Percolation theory looks at problems such as the probability of being able to traverse some region with random obstacles. It is motivated by problems such as modeling the flow of a fluid in a porous medium.
Here’s a percolation problem for QR codes: What is the probability that there is a path from one side of a QR code to the opposite side? How far across a QR code would you expect to be able to go? For example, the QR code below was generated from my contact information. It’s not possible to go from one side to the other, and the red line shows what I believe is the deepest path into the code from a side.
This could make an interesting programming exercise. A simple version would be to start with a file of bits representing a particular QR code and find the deepest path into the corresponding image.
The next step up would be to generate simplified QR codes, requiring certain bits to be set, such as the patterns in three of the four corners that allow a QR reader to orient itself.

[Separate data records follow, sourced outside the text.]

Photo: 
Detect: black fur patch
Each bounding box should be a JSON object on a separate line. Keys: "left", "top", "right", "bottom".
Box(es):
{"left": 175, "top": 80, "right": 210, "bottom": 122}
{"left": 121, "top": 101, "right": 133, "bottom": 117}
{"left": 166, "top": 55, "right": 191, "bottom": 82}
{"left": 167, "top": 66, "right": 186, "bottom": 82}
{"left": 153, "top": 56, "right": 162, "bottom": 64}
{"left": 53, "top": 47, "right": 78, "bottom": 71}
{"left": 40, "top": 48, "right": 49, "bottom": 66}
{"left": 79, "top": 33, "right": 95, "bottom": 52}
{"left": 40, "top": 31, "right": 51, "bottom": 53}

The next step in sophistication would be to implement the actual QR encoding algorithm, including its error correction encoding, then use this to encode random data.
(Because of the error correction used by QR codes, you could scan the image above and your QR reader would ignore the red path. It would even work if a fairly large portion of the image were missing because the error correction introduces a lot of redundancy.)
Higher than the probability of someone scanning said QR code, no doubt.
One can use the error correction capacity of the QR codes to add a few white pixels and have a percolating QR-code with the same data with probability close to 1 !
The most influential factor in percolation behavior in QR Codes is probably the masking patterns applied to a symbol. If you follow the specification to the letter, QR Codes actively discourage long runs and blocks of the same color, and any deviation from a 50/50 mix of black/white modules. Selecting masking patterns with different priorities could create longer percolation paths. A slightly more dicey tweak could be to flip modules obstructing otherwise-good paths trusting that the error correction will fix it during decoding.
The probability depends of course on the size of the QR code – a quick and dirty program yields the following probabilities for a path from the left side to the right side:
QR code size Probability
21 0.4956
25 0.1578
29 0.0783
33 0.0347
37 0.0118
41 0.00744
45 0.001295
49 0.00102041
53 0.00014577
57 0.00019208
61 0.00014599
65 0.00003687
69 0.000064568
Numbers were obtained by encoding 350*(Size QR) random strings of appropriate length into a QR code and use a simple flood fill algorithm to find out if ‘the other side’ can be reached.
@Oliver: Do you know how these numbers compare with what you would get for a random array of the same size (i.e., each pixel independently selected to be black or white with 0.5 probability)?
@Ted: Not yet :-)
But great idea – I’ll come back to that once the computer is done…
This could be challenging to compute because of the structured nature of QR codes (see https://en.wikipedia.org/wiki/QR_code#/media/File:QR_Code_Structure_Example_3.svg).
@Aaron – Yes, encoding your own QR code is complicated. But doable (and educational). However, the good people of Wolfram implemented a QR encoder in their language, so I do not have to rely on my own version…
I meant if you wanted to compute this in closed form, rather than by doing sampling.
For this system, which corresponds to “site” percolation on the square lattice, the percolation threshold is 0.592746 (see “Percolation Threshold” Wikipedia page), so if blacks and whites are about 50-50 and random, you will rarely get percolation. If you add two given diagonals to the neighbors of each site (thus, a total of six neighbors), the system will correspond to site percolation on the triangular lattice, where the threshold is 1/2. Or you can alternate having sites with the usual four nearest neighbors, and sites with all diagonals (eight nearest neighbors). This corresponds to the “union-jack” lattice where the threshold is 1/2 once again. For a random array of black and white squares, you will have percolation (a crossing path) approximately 1/2 of the time on a square system when you are at the critical threshold, but much less than 1/2 when you are below the threshold for large systems.